The Power of Prestidigitation, or How to Upgrade at Shortstop in Three Years

Siegfreid & Roy, Harry Houdini, David Copperfield, Penn & Teller, and The Amazing Kreskin are all illusionists, magicians, and escape artists. They share one key thing in common: they make the impossible seem possible. When you consider what has been accomplished at shortstop on the Toronto Blue Jays since Alex Anthopoulos took the reins as General Manager, you might want to add his name to the list.

Don’t get me wrong, I’m not part of the ‘AA is a ninja’ crowd. I don’t need to be in order to be impressed by what he’s done for the franchise. And shortstop is one of the positions where the upgrades have been among the most impressive.

Who The Jays Have: Jose Reyes

Some maintain that Jose Reyes is the best shortstop in MLB. I don’t, but that doesn’t matter much to me. What matters is that the Jays are better at SS than they were last season. Others think that Jose Reyes is overrated, and that Jays’ fans are in for a rude awakening. As with most discussions, the truth is likely to be found somewhere in between those two extremes, but I’m inclined to believe that Jose Reyes is closer to the former extreme than the latter extreme.

It’s not that much of a stretch. If we use fWAR as a catch-all talent evaluating device, consider that in 2012 Reyes ranked #4 among MLB SS. He ranks #2 (slightly) behind Troy Tulowitzki since 2010, and he’s played 107 more games than Tulo in that period. We all know that Tulo’s a monster, (1) when he’s healthy, and (2) when he’s on his game. When he’s healthy, he puts together stretches of unbelievable baseball. He can put the Rockies on his back and carry them to Kilimanjaro-esque heights. Unfortunately, he’s missed so many games that his impact is difficult to judge appropriately. He’s sort of the Eric Lindros of ML baseball.

One knock against Jose Reyes is that he’s also injured frequently, thereby limiting his positive impact. Fair enough, and to compound the potential problem, the turf at the Rog isn’t exactly friendly to players with a history of injuries. However, the Jays aren’t getting Tulo and all his injury problems. Reyes ranks 10th among ML SS with 419 GP since Opening Day 2010. Here’s some perspective: he’s 53 GP behind Alexei Ramirez, who leads MLB SS in GP since 2010. Yunel Escobar ranks 13th with 413 GP. Tulo is well down the list with 312 GP since 2010, ranking him 27th in MLB between Stephen Drew and Rafael Furcal. The situation, though worth keeping an eye on, is far from dire.

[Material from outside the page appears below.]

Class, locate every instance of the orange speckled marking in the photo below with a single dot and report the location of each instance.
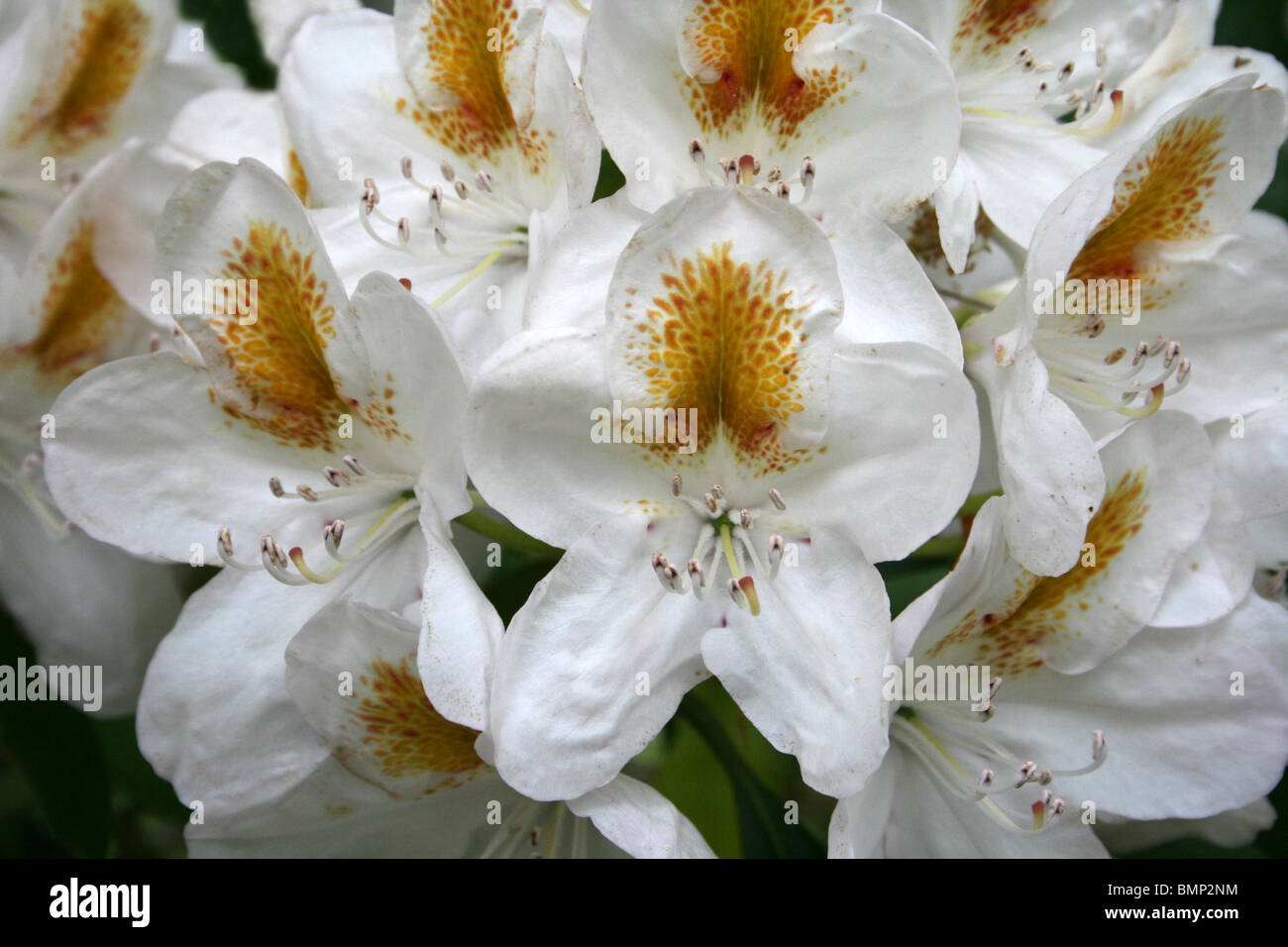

How The Jays Got Jose Reyes

The Jays signed Alex Gonzalez to play shortstop for them in ’10. Gonzalez was better than expected, playing well defensively and popping 17 HR before the trade deadline. Alex ranks #25 in fWAR among MLB SS from 2010-2012.

Alex Gonzalez was a pleasant surprise, and the Jays sold high on him in a deal for Yunel Escobar. Yunel ranks #13 among MLB SS since 2010 in fWAR since 2010. Escobar had a reputation, but played pretty well in between injuries. Then there was the eye-black incident, and the die was cast.

Taking advantage of a skittish Marlins front office was AA’s next move. The Jays traded Yunel Escobar (and others) for Jose Reyes and Emilio Bonifacio (and others) who rank #2 and #24, respectively, in fWAR among SS since 2010.

I’ve long been fascinated by this kind of stuff and I expect that there are some trivia buffs reading this, so here’s one for your memory bank. In the same genealogy of trades the Jays acquired both Jo-Jo Reyes and Jose Reyes.

Abracadabra! Hocus Pocus! Hocuscadabra? Abracapocus?

The Jays have upgraded substantially at SS since 2010. Think about the moves they’ve made: the magnitude of the upgrade is so great that a player with a slightly higher rank than Alex Gonzalez at SS since 2010 (i.e. Emilio Bonifacio) is now their back-up SS.

One of the problems the Jays faced in 2012 was a lack of depth. When injuries hit, they were forced to rely on aging star Omar Vizquel and rookie Adeiny Hechavarria. If Reyes gets hurt, then the Jays will be able to fall back on Emilio Bonifacio who, if fWAR is all it’s cracked up to be, contributes slightly more than Alex Gonzalez. Not only are they better at SS, but they’re also deeper. We shouldn’t forget Maicer Izturis here, too, but he looks to be the starting 2B.

In Transylvania 6-5000, Bugs Bunny mixed and matched magic words to get himself out of several tricky spots. In three short years, Alex Anthopoulos has mixed and matched major and minor league talent to acquire the top shortstop combination in Major League Baseball. I expect that will get them out of several tricky spots in 2013 (and beyond).